Of the roughly 1,000 acres the airfield occupies, less than half is usable for development. If the ADL plan does not go ahead, HDC would prefer to see mixed commercial and industrial use at the site, perhaps based around a new business park with some warehousing.

Residential development would require 10,000 homes to be sustainable, with their own schools. But the transport network would be inadequate, and the whole site would be needed for housing.

However, the Government has already ruled out Alconbury as a site for an international airport, and low-cost operators have in the past said they do not want to fly from there.

Cllr Franklin said the city council was prepared to part-fund a study into the feasibility of an airport development, if other funds were made available by the East of England Regional Assembly and the Government Office for the East (GO-East).

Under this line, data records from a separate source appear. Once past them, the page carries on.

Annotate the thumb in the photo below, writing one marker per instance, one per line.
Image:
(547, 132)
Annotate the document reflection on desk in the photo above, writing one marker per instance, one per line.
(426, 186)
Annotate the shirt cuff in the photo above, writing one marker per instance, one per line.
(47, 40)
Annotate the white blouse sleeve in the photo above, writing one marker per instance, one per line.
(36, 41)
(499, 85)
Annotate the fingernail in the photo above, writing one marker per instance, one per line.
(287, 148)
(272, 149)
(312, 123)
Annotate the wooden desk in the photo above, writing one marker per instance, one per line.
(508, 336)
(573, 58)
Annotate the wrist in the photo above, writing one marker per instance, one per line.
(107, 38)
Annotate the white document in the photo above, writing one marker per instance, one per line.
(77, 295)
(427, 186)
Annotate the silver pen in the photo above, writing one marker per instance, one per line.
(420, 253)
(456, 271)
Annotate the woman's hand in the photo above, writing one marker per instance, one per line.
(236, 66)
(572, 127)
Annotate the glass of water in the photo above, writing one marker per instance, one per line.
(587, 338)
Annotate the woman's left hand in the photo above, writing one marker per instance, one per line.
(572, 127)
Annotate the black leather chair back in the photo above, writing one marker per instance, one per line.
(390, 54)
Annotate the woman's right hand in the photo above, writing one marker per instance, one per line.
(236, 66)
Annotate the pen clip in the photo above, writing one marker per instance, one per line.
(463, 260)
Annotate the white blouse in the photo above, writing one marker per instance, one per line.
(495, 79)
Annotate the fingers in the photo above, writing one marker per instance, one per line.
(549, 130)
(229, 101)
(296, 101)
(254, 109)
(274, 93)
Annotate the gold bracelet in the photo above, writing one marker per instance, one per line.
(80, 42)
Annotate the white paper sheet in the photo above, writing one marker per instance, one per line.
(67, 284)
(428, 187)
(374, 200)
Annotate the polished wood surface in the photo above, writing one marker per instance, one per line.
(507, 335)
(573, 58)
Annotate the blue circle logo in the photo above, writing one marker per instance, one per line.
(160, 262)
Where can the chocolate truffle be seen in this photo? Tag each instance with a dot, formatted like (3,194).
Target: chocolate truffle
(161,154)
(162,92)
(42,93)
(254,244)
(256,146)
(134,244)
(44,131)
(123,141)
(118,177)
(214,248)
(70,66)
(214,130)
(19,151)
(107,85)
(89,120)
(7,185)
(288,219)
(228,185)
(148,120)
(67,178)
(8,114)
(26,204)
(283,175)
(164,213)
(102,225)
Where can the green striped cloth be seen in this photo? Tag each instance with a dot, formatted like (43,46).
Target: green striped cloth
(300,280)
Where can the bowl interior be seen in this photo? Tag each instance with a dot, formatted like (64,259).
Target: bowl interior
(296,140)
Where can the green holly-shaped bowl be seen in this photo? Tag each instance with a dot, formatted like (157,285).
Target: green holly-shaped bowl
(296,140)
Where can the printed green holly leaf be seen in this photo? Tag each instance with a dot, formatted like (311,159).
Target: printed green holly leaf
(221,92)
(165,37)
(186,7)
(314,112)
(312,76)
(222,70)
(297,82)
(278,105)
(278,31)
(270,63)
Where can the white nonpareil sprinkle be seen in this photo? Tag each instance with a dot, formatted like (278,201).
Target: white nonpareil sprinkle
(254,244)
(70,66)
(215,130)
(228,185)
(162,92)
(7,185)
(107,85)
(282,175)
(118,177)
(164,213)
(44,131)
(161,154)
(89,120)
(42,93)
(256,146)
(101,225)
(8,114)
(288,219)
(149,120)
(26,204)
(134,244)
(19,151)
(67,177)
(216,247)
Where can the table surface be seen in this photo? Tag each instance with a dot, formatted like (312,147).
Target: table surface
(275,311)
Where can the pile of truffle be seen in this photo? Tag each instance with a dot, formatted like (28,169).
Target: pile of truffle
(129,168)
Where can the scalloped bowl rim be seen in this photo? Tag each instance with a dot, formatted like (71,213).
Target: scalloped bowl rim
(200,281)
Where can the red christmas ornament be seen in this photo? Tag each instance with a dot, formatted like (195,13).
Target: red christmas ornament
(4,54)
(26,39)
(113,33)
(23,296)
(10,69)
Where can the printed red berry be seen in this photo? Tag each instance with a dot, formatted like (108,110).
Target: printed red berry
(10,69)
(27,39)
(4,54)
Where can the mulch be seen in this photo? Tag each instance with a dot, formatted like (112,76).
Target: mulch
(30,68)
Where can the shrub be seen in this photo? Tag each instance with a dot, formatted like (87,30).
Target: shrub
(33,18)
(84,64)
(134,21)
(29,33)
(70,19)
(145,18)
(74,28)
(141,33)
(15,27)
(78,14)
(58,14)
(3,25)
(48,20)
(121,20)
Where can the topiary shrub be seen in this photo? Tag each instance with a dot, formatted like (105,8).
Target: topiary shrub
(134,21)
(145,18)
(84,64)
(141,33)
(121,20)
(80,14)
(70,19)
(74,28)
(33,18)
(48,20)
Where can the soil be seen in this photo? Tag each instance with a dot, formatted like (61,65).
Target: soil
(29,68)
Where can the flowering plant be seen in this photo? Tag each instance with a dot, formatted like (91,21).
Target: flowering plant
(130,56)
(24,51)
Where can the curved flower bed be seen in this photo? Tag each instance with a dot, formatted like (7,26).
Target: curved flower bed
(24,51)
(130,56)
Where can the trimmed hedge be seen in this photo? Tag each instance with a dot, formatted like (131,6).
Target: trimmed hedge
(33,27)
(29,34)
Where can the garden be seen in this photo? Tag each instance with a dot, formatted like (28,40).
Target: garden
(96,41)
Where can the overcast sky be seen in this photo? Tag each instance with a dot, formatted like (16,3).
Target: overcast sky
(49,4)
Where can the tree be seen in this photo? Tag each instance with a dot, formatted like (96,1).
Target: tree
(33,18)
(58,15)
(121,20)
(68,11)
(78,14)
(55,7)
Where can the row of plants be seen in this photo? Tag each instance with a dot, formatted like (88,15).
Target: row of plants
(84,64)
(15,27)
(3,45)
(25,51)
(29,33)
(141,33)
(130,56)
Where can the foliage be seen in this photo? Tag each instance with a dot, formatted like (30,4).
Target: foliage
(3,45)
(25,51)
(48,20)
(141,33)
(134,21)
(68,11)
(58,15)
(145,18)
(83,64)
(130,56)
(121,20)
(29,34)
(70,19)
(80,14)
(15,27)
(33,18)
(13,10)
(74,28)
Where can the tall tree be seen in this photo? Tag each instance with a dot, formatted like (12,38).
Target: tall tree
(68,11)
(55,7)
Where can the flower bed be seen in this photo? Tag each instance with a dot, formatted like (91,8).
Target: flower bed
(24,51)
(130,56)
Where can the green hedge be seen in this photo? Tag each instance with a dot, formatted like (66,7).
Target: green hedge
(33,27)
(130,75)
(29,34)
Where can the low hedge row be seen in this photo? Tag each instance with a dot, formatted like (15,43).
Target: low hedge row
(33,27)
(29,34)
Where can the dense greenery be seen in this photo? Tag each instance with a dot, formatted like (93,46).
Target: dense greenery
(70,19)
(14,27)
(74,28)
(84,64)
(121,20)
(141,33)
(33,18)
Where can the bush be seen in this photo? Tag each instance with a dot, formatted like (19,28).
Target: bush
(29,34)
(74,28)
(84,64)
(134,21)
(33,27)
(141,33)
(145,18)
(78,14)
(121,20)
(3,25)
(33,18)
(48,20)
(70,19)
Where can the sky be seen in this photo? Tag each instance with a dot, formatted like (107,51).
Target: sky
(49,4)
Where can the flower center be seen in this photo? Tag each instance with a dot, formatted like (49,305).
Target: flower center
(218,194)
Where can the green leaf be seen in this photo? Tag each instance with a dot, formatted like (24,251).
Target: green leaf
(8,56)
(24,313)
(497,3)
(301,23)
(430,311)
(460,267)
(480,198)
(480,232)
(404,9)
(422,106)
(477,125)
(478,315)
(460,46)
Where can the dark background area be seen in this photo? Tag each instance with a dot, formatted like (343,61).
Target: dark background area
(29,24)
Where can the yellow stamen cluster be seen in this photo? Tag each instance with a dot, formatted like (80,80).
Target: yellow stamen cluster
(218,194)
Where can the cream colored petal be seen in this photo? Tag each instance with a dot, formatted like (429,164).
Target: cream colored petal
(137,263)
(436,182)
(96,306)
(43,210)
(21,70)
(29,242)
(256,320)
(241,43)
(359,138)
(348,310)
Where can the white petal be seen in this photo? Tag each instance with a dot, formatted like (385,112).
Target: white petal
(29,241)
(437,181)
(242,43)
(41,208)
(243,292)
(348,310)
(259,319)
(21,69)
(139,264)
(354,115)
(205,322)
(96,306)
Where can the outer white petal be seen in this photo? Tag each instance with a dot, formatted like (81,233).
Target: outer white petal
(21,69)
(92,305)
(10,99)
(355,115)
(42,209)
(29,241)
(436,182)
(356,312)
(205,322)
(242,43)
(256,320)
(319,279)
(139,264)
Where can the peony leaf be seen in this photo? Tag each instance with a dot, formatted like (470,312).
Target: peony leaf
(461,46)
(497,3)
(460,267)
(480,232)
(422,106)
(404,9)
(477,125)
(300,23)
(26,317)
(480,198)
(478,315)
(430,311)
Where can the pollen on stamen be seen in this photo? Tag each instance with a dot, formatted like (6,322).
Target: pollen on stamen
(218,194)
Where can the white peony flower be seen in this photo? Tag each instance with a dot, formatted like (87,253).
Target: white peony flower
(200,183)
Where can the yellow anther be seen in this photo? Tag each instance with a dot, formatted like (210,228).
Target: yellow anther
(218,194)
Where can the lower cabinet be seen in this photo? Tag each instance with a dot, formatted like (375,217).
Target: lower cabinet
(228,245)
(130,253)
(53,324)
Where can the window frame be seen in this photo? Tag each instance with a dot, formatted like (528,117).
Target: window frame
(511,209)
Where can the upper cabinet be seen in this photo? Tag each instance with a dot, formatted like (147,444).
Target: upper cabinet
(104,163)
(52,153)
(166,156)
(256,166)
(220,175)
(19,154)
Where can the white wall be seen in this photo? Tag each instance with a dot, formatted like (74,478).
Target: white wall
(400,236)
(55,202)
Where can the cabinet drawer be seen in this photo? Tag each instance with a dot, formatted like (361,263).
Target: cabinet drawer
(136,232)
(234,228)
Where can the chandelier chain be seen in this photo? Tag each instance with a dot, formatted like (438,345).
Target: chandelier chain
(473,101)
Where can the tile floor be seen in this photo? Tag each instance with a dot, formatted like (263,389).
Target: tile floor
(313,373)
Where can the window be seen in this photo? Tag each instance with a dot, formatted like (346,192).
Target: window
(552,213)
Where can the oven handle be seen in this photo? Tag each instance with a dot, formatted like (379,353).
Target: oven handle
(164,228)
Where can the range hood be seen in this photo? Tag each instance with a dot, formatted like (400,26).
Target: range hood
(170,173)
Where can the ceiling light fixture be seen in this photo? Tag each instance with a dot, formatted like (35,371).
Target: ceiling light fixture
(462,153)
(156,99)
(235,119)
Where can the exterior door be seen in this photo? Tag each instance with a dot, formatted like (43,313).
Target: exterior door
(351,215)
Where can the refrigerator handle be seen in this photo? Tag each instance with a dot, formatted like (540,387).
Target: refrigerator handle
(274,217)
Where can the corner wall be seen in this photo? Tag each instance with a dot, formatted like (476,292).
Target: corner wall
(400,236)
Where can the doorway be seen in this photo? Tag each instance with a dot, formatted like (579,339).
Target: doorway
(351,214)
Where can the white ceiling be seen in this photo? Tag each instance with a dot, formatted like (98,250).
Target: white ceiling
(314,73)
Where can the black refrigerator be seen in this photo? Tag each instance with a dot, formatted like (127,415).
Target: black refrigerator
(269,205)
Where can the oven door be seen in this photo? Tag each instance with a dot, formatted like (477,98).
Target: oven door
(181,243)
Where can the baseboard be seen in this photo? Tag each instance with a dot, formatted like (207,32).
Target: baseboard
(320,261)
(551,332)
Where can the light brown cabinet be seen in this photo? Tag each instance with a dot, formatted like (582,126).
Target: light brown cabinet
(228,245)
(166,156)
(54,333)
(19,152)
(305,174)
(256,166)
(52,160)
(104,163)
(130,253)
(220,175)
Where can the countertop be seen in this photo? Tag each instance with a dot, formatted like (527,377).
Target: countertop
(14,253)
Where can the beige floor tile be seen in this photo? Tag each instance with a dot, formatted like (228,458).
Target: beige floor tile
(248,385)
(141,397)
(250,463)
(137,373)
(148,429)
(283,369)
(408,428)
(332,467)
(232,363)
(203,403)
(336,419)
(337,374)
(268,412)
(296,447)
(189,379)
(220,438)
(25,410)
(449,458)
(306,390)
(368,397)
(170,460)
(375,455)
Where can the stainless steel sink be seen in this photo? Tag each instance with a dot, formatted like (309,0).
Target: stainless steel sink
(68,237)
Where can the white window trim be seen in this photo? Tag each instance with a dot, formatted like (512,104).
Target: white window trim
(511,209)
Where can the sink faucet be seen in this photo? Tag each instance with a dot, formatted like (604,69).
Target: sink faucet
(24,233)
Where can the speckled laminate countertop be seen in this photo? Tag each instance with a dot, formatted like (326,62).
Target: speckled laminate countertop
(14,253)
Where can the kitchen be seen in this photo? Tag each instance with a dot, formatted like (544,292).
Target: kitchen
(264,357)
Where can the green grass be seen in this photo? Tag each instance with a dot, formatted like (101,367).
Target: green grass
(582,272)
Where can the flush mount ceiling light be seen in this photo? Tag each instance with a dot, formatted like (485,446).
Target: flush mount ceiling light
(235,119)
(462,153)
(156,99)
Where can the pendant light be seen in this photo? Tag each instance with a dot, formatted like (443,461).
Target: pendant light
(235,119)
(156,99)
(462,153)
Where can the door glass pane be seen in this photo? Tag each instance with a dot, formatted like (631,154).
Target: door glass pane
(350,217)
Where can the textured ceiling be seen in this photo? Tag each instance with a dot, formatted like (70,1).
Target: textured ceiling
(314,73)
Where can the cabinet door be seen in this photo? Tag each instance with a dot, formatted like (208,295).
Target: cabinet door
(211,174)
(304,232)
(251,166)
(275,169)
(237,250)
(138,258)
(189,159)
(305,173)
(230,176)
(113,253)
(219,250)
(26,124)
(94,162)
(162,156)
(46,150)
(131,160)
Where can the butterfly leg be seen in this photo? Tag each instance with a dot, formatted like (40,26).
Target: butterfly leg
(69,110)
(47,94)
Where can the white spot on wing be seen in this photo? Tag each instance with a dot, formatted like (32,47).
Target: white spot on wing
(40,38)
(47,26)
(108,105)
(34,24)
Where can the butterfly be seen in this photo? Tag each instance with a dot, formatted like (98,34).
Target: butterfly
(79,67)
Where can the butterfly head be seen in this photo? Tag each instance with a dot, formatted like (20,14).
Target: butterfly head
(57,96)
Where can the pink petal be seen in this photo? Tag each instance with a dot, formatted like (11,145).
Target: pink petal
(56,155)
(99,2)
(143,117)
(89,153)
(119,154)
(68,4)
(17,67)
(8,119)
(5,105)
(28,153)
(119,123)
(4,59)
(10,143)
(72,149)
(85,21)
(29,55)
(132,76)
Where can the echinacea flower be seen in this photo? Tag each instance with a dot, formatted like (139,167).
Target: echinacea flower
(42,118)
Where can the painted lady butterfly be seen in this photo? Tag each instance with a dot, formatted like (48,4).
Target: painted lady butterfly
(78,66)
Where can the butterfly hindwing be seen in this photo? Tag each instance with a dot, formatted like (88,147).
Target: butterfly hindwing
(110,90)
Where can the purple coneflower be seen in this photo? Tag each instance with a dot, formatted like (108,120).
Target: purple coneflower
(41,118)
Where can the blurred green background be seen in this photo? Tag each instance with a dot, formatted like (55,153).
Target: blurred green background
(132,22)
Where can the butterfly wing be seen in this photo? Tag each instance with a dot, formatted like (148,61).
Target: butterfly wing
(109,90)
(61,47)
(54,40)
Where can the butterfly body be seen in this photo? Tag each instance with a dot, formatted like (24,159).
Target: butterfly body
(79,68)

He also supported HDC's opposition to housing development at Alconbury because it would compete with growth plans for Huntingdon and Hampton in Peterborough.

Cllr Franklin told the examination panel that Alconbury could be developed sooner and at less cost than a second runway at Stansted, although Alconbury should not be seen as competing with Stansted's status as a major international airport.

"Development of an airport at Alconbury will bring considerable economic benefits to the region as a whole but in particular to Huntingdon and Peterborough, which are part of the London-Stansted-Cambridge-Peter-borough growth corridor," he said.

INFORMATION: The spatial strategy will replace the Cambridgeshire and Peterborough Structure Plan and other frameworks for all counties in the region. Any proposed changes to the draft plan will be published in late 2006 and the final strategy will be published in spring 2007.